Il existe plusieurs voies pour divorcer : le divorce pour faute, le divorce pour altération définitive du lien conjugal, le divorce accepté et le divorce par consentement mutuel.
Dans ces trois premiers cas (et pour le divorce par consentement mutuel dans des situations très particulières), le passage devant un juge aux affaires familiales est obligatoire.
L’article 1106 du Code de procédure civile prévoit que L'époux qui veut former une demande en divorce présente par avocat une requête au juge.
La question se pose alors de savoir si l’avocat est toujours obligatoire pour divorcer.
Avant la réforme entrée en vigueur en 2017, même en cas de consentement mutuel, un passage devant le juge était nécessaire pour que le divorce soit prononcé mais la loi prévoyait la possibilité pour les deux époux de se faire assister par un seul avocat commun.
Dorénavant, il n’y a plus l’intervention d’un juge (sauf cas particuliers) mais c’est au notaire d’intervenir en phase finale pour enregistrer le divorce.
Cependant, son rôle est limité à un contrôle purement formel de la convention de divorce.
Il convient de noter que lors de la première audience appelée « audience de conciliation », il est possible pour l’époux en défense de ne pas prendre d’avocat et donc de se présenter seul à cette première audience.
Cependant, il est vivement conseillé si vous êtes l'époux en défense convoqué à cette audience d’être assisté par un avocat dès le début de la procédure de divorce.
Pour assurer cet équilibre dans les accords trouvés par les époux, il est prévu que chaque époux soit assisté par son propre avocat.
L’article 229-1 du Code civil prévoit expressément que les époux doivent être assistés « chacun par un avocat ».
La circulaire prise en application de cette loi précise aussi expressément : « Afin de s’assurer de la protection des intérêts de chacun des époux mais aussi des enfants, surtout mineurs, plusieurs garde-fous ont été adoptés.
Il en est ainsi de l’obligation pour chaque époux d’être assisté par son propre avocat pour rédiger et signer la convention »

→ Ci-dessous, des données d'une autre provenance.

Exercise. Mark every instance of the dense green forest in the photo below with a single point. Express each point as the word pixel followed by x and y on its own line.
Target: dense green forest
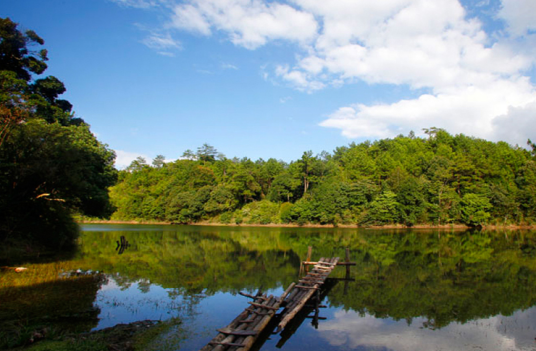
pixel 440 179
pixel 51 165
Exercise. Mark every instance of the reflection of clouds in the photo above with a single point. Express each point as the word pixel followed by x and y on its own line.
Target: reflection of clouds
pixel 349 330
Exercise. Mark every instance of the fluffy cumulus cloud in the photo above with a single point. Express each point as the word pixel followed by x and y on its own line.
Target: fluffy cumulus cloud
pixel 520 16
pixel 475 85
pixel 476 82
pixel 164 44
pixel 249 23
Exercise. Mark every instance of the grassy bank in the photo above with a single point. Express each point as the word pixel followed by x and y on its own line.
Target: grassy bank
pixel 311 225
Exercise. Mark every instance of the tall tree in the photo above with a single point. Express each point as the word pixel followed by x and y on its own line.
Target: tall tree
pixel 51 165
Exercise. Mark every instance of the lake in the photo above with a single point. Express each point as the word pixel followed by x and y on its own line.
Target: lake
pixel 410 289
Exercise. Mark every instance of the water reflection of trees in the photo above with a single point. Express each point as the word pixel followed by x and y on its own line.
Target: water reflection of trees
pixel 441 276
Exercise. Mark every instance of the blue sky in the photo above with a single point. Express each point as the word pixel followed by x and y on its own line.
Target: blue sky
pixel 263 79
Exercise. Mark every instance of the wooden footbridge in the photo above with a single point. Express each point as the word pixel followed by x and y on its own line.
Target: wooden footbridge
pixel 258 318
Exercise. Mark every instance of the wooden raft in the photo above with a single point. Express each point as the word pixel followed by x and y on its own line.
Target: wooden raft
pixel 242 332
pixel 307 286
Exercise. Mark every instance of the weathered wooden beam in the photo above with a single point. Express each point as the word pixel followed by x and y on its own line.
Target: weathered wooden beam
pixel 226 344
pixel 237 332
pixel 308 287
pixel 338 263
pixel 263 306
pixel 253 296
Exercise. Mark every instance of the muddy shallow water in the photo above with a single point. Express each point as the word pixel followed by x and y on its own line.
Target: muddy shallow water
pixel 410 290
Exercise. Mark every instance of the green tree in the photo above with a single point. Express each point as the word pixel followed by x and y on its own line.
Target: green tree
pixel 51 165
pixel 474 209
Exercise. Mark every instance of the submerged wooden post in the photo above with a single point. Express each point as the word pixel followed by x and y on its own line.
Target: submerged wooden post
pixel 308 259
pixel 347 271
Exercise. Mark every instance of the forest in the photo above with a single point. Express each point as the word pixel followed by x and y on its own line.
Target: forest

Ajoutant que « l’intervention d’un avocat auprès de chacune des parties a pour objet de garantir l’effectivité d’une négociation des clauses de la convention de divorce et de la prise en compte des intérêts de chacun des époux ».
En résumé, cette nouvelle procédure de divorce dont le nom précis est « divorce par consentement mutuel par acte sous signature privée contresigné par avocats, déposé au rang de minutes d’un notaire » nécessite :
L’intervention de deux avocats distincts : un pour chaque époux ;
Chacun des avocats doit être choisi personnellement par chaque époux : il n’est pas possible d’imposer à votre époux un avocat de votre choix ou du choix de votre avocat ;
Les avocats choisis ne peuvent pas exercer au sein de la même structure professionnelle afin de prévenir tout risque de conflit d’intérêts.